Verpasste Chancen: Als ich Björk im Burger King traf

Anlässlich der Veröffentlichung des neuen Björk-Albums: Eine schlampig redigierte Kurzgeschichte von ca. 2004.

Neulich, zwischen zwei Burgern, da traf ich Björk.

„Björk, alte Knister-Elfe,“ sprach ich, „was machst denn DU hier?“. Björk sah noch nicht einmal auf. Sie trug ein sehr Björk-artig elaboriertes Gewand, knabberte gedankenverloren an einem Chickendingens und trommelte dabei komplexe Rhythmen auf das Tablett.

Ich war natürlich hocherfreut Björk zu treffen, yeah!, dachte ich, super, ich setz mich zu ihr, dann sind wir beide nicht mehr allein, Björk hat mich und ich hab Björk, und dann schmeckt der abgepackte Schund doch gleich doppelt erträglich. Und vielleicht erzählt sie mit drolligem Akzent noch was über ihre neue Platte – und auf die freut sich ja jeder Mensch, der Ohren am Kopf und ein Herz im Leib trägt.
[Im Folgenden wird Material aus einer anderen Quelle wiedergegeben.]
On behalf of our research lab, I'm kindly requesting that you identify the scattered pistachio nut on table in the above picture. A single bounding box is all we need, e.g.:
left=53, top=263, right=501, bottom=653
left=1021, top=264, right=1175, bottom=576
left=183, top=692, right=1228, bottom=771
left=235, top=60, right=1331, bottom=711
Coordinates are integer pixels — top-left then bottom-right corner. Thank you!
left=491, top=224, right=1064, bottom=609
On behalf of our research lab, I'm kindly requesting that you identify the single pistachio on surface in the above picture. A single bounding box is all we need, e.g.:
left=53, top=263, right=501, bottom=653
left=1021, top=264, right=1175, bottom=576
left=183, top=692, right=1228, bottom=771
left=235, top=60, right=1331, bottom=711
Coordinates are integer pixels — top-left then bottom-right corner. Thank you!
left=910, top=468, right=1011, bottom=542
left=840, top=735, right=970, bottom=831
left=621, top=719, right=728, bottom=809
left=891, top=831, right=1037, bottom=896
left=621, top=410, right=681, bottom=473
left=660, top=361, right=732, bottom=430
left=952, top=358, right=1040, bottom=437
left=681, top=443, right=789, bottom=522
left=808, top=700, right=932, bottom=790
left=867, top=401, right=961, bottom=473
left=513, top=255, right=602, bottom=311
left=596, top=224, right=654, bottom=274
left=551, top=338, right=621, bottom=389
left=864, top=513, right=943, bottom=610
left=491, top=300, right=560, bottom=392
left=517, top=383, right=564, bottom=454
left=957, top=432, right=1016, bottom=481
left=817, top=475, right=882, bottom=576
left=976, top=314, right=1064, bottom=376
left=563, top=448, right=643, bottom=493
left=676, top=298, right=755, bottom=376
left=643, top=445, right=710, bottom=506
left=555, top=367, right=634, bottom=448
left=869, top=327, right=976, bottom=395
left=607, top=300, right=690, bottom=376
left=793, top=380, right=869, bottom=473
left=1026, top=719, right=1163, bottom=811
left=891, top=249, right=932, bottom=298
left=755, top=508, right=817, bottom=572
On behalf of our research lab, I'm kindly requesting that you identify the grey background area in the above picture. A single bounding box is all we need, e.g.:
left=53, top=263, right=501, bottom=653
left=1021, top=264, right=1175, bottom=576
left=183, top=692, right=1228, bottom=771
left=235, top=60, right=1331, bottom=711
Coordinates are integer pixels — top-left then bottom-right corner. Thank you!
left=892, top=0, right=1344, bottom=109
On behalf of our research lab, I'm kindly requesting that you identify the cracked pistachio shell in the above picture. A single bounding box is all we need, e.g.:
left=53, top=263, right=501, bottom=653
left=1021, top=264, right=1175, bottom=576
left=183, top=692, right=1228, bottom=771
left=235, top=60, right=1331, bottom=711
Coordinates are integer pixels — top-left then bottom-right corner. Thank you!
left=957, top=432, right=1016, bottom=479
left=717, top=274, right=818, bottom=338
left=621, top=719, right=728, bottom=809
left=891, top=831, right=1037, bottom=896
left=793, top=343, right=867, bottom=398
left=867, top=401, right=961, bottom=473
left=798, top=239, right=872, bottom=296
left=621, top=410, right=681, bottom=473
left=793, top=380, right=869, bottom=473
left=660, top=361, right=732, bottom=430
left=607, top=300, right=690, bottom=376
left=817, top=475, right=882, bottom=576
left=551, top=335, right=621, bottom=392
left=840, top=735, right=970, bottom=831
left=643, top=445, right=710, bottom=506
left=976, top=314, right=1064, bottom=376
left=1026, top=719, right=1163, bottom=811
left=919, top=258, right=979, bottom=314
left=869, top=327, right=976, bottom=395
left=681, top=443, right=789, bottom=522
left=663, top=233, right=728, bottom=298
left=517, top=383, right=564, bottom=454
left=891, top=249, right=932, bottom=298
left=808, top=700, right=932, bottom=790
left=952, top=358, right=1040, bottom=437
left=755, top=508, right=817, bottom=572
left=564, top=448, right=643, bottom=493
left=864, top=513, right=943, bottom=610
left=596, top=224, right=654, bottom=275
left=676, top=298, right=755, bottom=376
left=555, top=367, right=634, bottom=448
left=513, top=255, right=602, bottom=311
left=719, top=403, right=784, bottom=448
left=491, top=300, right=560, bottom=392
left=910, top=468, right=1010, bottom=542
„Björk“, sprach ich also, „alles roger? Antworten Sie, Fräulein Guðmundsdóttir!“ Ich drohte ihr spielerisch mit einer Pommes, aber Björk beachtete mich nicht, sie zeichnete hochkonzentriert ein filigranes Ketchup-Muster auf den Essenstablett-unterlege-Werbezettel.

Vielleicht hat sie einfach gerade keine Lust, dachte ich, oder ist, im Gegenteil, inspiriert, genau, dachte ich, das ist es, die Künstler halt, die ist inspiriert, selbst von banalem wie Burger King und mir, die macht einfach, Björk, das tollste Ding seit geschnitten Brot. Ich beschloss, erst einmal abzuwarten, ob sie ihre mit Ketchup besudelten Finger an den, (wie es mir da wie Schuppen von den Augen fiel), gletschergleich aufgefächerten Papierservietten abwischen, oder sie nach vollendetem Werk einfach abschlotzen würde.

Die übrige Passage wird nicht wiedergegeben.